Ring 1 — Vietnam home regime

Vietnamese law is the cornerstone. CyberSkill JSC is a Vietnam-incorporated entity processing Vietnamese-citizen personal data. Every architectural decision in PRD §8 — RLS-by-default, per-tenant region pinning, Merkle-chained audit, A05 filings, mandatory DPO — exists to satisfy Vietnam first. PRD §12.1 documents the obligations; this section traces each regulation to a CyberOS module and FR.

🇻🇳

Decree 13/2023/NĐ-CP — Personal Data Protection

in force 2023-07-01

Vietnam's first comprehensive personal data protection regime. Introduces "sensitive personal data" (health, biometric, financial, criminal-record, ethnic, religious, sexual-orientation), requires a Data Protection Impact Assessment (DPIA) for any processing of sensitive data, mandates data subject consent for cross-border transfer, and establishes a notification regime to the Ministry of Public Security (MoPS / A05) for breaches and cross-border transfer of Vietnamese-citizen data.

Key obligations

  • Lawful basis required for every processing activity
  • Sensitive-data DPIA before processing (Article 24)
  • Cross-border transfer A05 notification (15-day form, "ngày-15")
  • Breach notification to MoPS within 72 h
  • Data Subject Access Request (DSAR) within 30 days
  • DPO designation (waived for SMEs under Decree 20/2026)

Penalties

  • Administrative fines up to VND 100 M (~$4,000) per violation
  • Compounded by Law 91/2025 fine schedule
  • Service suspension orders for repeat violations
  • Criminal liability under Penal Code §288 for major incidents

CyberOS response (locked in §8)

  • vn-shard Postgres with RLS for all Vietnamese-origin PD; Singapore region default, Vietnam-resident shard available from P2.
  • DPIA template as KB artifact; DPO (Founder until P3) signs before any new data category is ingested.
  • A05 cross-border-transfer audit trail in the Compliance subgraph; 15-day form auto-generated.
  • Sensitive-tagged facts in BRAIN Layer 2 are encrypted-at-rest with per-tenant KMS; never written to Layer 3 without explicit consent.
  • BRAIN ingestion denylist (DEC-036) structurally excludes compensation, equity, government IDs, bank accounts, and health data.
🛡

Decree 53/2022/NĐ-CP — Cybersecurity Law implementing decree

in force 2022-10-01

Obliges in-scope services — those that store user data of Vietnamese citizens for at least 24 months — to maintain data on Vietnamese soil and maintain an in-country office.
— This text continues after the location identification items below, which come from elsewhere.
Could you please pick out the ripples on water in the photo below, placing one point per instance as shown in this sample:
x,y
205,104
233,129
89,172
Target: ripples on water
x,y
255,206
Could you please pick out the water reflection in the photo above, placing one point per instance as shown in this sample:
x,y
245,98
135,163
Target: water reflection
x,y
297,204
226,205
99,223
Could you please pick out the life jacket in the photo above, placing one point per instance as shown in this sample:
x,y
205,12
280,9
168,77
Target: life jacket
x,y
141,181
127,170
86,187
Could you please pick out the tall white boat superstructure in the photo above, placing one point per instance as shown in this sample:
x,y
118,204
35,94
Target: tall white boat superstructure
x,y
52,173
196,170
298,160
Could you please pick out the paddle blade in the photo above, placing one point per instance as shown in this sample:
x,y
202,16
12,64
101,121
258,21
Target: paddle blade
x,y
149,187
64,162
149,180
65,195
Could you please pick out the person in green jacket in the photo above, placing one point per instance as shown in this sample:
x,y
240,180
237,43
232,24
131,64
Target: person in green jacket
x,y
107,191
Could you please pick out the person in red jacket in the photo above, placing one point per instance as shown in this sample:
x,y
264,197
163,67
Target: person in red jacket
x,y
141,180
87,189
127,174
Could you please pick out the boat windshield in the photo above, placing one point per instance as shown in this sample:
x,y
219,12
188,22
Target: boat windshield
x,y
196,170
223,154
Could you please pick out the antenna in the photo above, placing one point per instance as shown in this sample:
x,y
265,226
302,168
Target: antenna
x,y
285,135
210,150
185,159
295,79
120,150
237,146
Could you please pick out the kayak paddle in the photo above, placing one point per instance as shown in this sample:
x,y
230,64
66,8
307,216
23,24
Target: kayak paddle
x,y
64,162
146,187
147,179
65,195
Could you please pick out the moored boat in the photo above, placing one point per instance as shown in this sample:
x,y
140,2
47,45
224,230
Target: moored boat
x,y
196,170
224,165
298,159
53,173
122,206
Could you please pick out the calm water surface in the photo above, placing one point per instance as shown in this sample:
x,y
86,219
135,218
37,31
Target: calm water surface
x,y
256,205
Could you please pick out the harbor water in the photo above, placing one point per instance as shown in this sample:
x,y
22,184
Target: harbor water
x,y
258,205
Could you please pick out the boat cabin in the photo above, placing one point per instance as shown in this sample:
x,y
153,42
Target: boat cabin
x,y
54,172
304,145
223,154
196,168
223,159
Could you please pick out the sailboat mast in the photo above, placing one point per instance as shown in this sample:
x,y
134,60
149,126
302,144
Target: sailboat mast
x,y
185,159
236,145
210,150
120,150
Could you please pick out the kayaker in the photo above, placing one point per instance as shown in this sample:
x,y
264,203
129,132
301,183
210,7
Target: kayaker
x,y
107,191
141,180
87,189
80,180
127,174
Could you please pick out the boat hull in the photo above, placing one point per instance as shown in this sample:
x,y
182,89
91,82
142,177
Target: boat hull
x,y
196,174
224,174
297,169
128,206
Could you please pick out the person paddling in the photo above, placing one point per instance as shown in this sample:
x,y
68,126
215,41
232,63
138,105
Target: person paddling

CyberOS, while sold to a Vietnamese entity, is unlikely to qualify as in-scope until the platform processes data for Vietnamese client end-users (P4 PORTAL).

Trigger criteria (in-scope test)

  • Collects Vietnamese-citizen personal info
  • Stores said data for ≥ 24 months
  • Offers services to ≥ 100k Vietnamese users or revenue ≥ VND 100 B
  • Receives data-localisation order from MoPS

CyberOS response

  • Employee data on Vietnamese soil from P2 onward (DEC-027)
  • PORTAL designed so VN-client-facing tenant defaults to vn-shard residency
  • Vietnam office maintained — CyberSkill JSC HCMC HQ
  • Annual review with VN counsel at every phase gate
🧮

Decree 20/2026/NĐ-CP — SME exemptions (NEW)

in force 2026-01-01

Gazetted Q4 2025; introduces a tiered compliance regime that exempts micro-enterprises (≤ 10 employees, ≤ VND 10 B revenue) from several Decree 13 obligations including the formal DPO appointment and the dedicated DPIA team requirement. CyberSkill JSC currently qualifies.

DEC-053 locked decision: CyberSkill JSC operates under Decree 20/2026 simplified SME regime in P0–P1, and pre-emptively graduates to the full Decree 13/2023 regime at P2 entry (month 7), independent of the headcount/revenue threshold being crossed.

  • P0–P1 (M0–M+6): simplified regime; Founder serves as DPO; DPIA informal but maintained.
  • P2 (M+7): graduate preemptively; appoint formal DPO; run formal DPIA; register processing activities.
  • Compliance module (CP): tracks SME-status flag per tenant; one-click graduation UX for tenants who buy CyberOS.
⚖️

Law 91/2025/QH15 + Decree 356/2025 — PDPL elevation

in force 2026-01-01

Vietnam's Personal Data Protection Law (PDPL) — Law 91/2025 elevates Decree 13's decree-level obligations into national law with significantly higher penalties. Decree 356/2025 is the implementing decree, locking the DPO requirement, mandatory A05 filings, and the breach-notification 72-hour clock.

What's new vs Decree 13

  • Fine ceiling raised to 5% of preceding-year revenue
  • DPO becomes a national-law requirement (not just decree-level)
  • Cross-border-transfer impact assessment formalised
  • Civil right of action by data subjects
  • "Right to explanation" for automated decisions (parallels EU AI Act)

CyberOS response

  • DEC-055: every CUO output that touches a person ships with "Why this?" affordance (persona version + memory citations) — implements right-to-explanation by design
  • CP module's Compliance Cockpit shows live PDPL conformance per tenant
  • Per-tenant DPIA template auto-pre-fills with subgraph-declared data categories
  • Breach notification timer wired to OBS module (PRD §8.7)
💰

NQ 142/2024 + TT 80/2021 — VAT & e-invoice framework

in force 2022 / 2024 amend.

Mandatory e-invoice issuance, monthly VAT declaration, MST (tax code) validation on every invoice line. CyberOS handles this via the INV module (P2) and the vn-mst-validate + vn-vat-invoice + vn-tax-filing skills (shipped in the Skill module).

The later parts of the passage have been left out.